The researchers found that less than one-quarter of patients (23.4 percent) filled three or more claims for test strips over the one-year timeframe. More than half of these individuals (51,820 of 86,747 routine testers) were potentially testing inappropriately, given that 32,773 individuals were taking agents not considered to be a risk for causing hypoglycemia (e.g., metformin hydrochloride) and 19,047 had no claims for any antidiabetic medications.
These 51,820 potentially inappropriate testers used a median of 2.0 strips per day, with median claims cost for test strips of $325.54 per person per year. The mean consumer copayment for test strips was $18.14 annually.

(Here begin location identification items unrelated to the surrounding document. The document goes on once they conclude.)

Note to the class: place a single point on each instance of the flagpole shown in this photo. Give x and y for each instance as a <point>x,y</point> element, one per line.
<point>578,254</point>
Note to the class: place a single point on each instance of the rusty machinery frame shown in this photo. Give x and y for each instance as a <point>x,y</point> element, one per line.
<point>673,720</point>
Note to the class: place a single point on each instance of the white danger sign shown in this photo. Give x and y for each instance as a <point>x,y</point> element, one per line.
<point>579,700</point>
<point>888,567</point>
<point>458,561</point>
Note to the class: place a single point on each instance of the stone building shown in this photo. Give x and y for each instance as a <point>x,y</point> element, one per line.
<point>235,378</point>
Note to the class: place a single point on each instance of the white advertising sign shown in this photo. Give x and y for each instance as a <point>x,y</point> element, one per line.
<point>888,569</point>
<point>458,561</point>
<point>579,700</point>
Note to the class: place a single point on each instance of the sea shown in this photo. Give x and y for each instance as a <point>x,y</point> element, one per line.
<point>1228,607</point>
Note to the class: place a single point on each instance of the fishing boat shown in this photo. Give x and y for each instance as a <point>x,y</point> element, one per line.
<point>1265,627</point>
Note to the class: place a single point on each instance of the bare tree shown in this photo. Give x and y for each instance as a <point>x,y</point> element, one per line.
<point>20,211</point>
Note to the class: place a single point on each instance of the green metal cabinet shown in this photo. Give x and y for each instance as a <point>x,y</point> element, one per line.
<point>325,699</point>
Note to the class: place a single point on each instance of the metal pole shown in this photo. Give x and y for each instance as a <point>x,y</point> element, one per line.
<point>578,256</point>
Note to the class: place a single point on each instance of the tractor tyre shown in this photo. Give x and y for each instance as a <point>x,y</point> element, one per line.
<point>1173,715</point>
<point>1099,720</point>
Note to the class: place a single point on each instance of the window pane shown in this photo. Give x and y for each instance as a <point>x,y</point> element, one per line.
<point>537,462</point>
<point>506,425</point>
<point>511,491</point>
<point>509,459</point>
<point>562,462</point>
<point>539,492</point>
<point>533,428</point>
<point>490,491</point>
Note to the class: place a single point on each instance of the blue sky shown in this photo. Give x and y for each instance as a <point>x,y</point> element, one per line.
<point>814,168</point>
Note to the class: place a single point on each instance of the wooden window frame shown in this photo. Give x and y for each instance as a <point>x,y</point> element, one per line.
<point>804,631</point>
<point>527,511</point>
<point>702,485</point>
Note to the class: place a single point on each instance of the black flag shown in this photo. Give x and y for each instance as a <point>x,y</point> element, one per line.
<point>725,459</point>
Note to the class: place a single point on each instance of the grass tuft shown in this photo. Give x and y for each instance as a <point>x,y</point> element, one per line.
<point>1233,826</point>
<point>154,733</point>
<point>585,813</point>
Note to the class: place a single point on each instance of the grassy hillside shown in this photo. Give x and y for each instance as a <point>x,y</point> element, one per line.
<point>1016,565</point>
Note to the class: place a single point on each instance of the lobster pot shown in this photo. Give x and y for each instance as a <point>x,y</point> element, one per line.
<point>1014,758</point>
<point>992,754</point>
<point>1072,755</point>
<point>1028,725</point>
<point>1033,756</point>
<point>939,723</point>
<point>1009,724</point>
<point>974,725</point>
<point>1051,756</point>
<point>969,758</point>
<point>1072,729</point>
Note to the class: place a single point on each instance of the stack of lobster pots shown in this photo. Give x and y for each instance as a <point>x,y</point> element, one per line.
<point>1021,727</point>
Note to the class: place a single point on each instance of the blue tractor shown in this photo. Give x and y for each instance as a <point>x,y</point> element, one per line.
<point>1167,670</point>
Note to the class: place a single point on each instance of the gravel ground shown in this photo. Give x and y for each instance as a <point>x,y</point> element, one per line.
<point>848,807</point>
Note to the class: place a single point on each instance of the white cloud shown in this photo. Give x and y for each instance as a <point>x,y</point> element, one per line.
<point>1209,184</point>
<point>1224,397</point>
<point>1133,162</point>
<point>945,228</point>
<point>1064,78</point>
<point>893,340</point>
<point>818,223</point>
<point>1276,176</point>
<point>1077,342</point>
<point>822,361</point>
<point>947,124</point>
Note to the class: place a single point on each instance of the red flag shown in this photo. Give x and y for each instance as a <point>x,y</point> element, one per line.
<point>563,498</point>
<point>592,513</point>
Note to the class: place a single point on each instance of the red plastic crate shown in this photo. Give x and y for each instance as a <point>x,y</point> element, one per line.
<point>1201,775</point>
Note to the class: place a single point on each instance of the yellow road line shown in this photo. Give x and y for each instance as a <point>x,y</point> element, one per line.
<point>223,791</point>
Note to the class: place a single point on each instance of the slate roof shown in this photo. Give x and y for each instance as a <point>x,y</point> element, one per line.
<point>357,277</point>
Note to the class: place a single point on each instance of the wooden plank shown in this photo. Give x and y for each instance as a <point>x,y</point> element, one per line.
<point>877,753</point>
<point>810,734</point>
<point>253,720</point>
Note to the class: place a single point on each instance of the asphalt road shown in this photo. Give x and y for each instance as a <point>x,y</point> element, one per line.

While the authors, led by Kevin D. Platt, M.D., from University of Michigan, Ann Arbor, warn that they although they were unable to account for changes in medications, lifestyle, or transient episodes of hypoglycemia that might warrant monitoring, they believe “strategies to improve engagement among clinicians and to educate patients are warranted to reduce low-value care.” They suggest clinician-facing strategies might include clinical decision support in electronic medical records that create an alert when ordering test strips for patients who are taking nonhypoglycemic medications.
Takeaway: Efforts are needed to curb low-value, self-testing of blood glucose among patients with type 2 diabetes—particularly those who are not taking antidiabetic medications.